On my last trip home, my parents made me take a stack of old cookbooks off their hands. Some of them were mine (a couple Martin Yan cookbooks), and some of them were relics from the 70s and 80s. One of these was The Micro-Range Cookbook. Published in 1978, The Micro-Range Cookbook came with the Admiral microwave my parents bought, and it became an easy way for me to learn how to “cook.”
For example, instead of breaking out a frying pan, I could grab some bacon, sandwich it between some paper towels and cook them in the microwave for 2-3 minutes on HIGH, and VOILA! A nearly instant and “safe” way to sate a childhood bacon fix.

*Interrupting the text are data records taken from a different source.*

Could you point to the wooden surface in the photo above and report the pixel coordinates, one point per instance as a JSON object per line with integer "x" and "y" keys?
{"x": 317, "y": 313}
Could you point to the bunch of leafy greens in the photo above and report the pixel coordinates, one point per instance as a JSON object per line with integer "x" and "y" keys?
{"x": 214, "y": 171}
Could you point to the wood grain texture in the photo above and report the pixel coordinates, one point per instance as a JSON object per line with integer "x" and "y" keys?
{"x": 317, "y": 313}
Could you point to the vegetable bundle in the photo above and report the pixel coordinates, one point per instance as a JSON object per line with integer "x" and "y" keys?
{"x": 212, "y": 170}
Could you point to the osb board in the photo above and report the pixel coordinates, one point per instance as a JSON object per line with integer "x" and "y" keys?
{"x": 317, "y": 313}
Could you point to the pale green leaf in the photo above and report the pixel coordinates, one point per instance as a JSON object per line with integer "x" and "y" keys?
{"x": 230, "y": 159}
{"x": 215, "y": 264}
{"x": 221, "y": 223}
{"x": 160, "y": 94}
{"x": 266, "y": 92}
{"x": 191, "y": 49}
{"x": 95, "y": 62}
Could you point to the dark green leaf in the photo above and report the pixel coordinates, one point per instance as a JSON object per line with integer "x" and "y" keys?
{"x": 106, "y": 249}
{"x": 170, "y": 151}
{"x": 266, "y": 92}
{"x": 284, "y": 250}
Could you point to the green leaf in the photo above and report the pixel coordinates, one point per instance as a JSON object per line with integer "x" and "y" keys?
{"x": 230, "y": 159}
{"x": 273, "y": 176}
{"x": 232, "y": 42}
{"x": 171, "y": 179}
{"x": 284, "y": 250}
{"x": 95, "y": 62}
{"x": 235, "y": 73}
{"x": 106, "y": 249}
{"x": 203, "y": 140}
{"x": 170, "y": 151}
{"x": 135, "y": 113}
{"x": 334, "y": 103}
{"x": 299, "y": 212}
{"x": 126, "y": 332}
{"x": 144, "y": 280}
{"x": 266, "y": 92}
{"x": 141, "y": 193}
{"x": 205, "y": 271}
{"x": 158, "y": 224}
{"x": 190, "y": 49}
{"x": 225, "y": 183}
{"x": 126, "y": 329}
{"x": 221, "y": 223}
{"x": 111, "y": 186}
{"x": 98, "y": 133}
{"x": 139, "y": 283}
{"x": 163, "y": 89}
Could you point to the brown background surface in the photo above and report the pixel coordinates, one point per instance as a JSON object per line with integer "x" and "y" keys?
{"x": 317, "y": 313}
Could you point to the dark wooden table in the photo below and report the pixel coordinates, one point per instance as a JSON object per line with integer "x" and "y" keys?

Or I could make scrambled eggs in a Pyrex measuring cup. Simply microwave on HIGH for 40 seconds, stirring the eggs “outside in” and then cooking on HIGH for another 30 seconds. Let stand for a minute or two to complete cooking.
I think the only reason I knew what Pyrex was when I was 9 years old was that it was used to make scrambled eggs. Plus, I was paranoid of undercooking the eggs, so I think I routinely made (and was used to) rubbery scrambled eggs.
Looking at this cookbook now, I’m horrified by some of the recipes that are in it. I mean, would you really want to make prime rib in the microwave? Or a rib eye steak? Or how about this 70s-style crown roast of pork? (Click on image to enlarge)
This cookbook also taught me about the wonder of s’mores. I’d never seen s’mores before and when I saw the picture (below), I knew I had to make this thing. Not quite the same as campfire s’mores, but it was better than nothing.
These days, the microwave has been relegated to more mundane tasks like heating frozen dinners, warming up leftovers, and making a quick cup of hot water for tea or something. After reading this book again, my morbid curiosity wants to know…
It’s the anti-sous vide, and I’m thinking that maybe I should give it a shot just so this blog has a little, you know…balance.